Esteban Barracho, étudiant en Bloc 2 Informatique à l’UNamur est dyslexique et hyperactif. Il témoigne : « En anglais, je ne fais pas de fautes à l’oral, seulement à l’écrit.  J’ai passé le même examen de deux manières : écrit et oral. Le résultat ? À l’écrit : 2/20 et à l’oral : 18/20. Sur le conseil de mon professeur, François-Xavier Fievez, j’ai donc testé la méthode Planète LogiKDys. Au début, j’ai trouvé l’histoire un peu infantile mais finalement, cela permet de mieux retenir et de bien visualiser les personnages.
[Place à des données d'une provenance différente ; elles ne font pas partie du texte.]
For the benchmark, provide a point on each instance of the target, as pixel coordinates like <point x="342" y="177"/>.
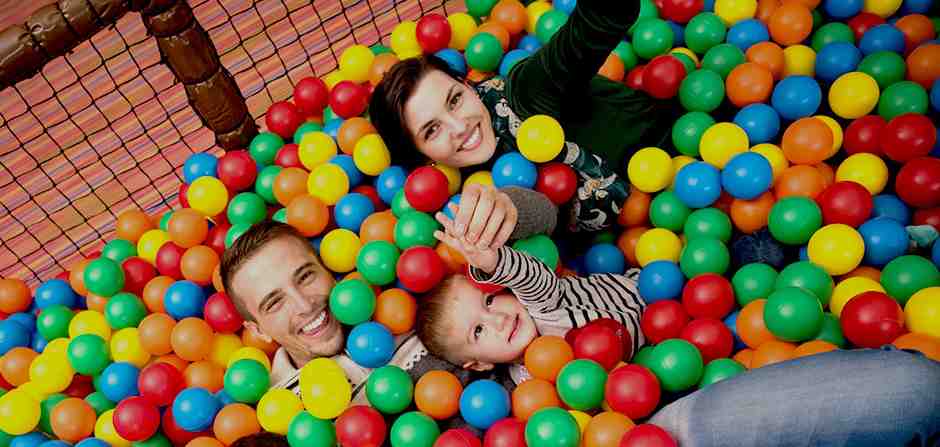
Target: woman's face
<point x="448" y="122"/>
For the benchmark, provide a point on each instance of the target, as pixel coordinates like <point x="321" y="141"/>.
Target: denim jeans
<point x="866" y="397"/>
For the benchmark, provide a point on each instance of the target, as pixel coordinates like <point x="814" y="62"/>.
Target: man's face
<point x="286" y="289"/>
Les couleurs et la mise en page générale des textes m’ont permis de lire plus aisément et plus rapidement. J’avais plus de mal avec les exercices car c’est difficile de vérifier sa réponse sans voir les réponses suivantes, donc je me suis fait aider. Et j’utilise déjà une méthode similaire aux cartes associées puisque je me sers de cartes à jouer classiques pour étudier d’autres cours. J’associe une carte à un élément à apprendre. Et ça marche très bien ! »

Un pas de plus vers l’enseignement plus inclusif

Les aménagements de programmes pour les EBS sont encore parfois considérés comme des privilèges par d’autres. Et on entend encore trop souvent dire que la place d’une personne dyslexique n’est pas à l’Université car « elle n’y arrivera jamais ». Les mentalités doivent encore évoluer.

Selon le décret, les méthodes d’évaluation doivent être équitables mais équité n’est pas égalité. Et la plupart des enseignants et enseignantes stipulent qu’il serait idéal de connaître les EBS de son groupe dès que possible et pas, comme souvent, à la veille d’une évaluation. Et tout le monde s’accorde à dire que si cette méthode innovante fonctionne pour les EBS, elle fonctionne pour tous. Sans doute une belle manière de renverser l’inclusion !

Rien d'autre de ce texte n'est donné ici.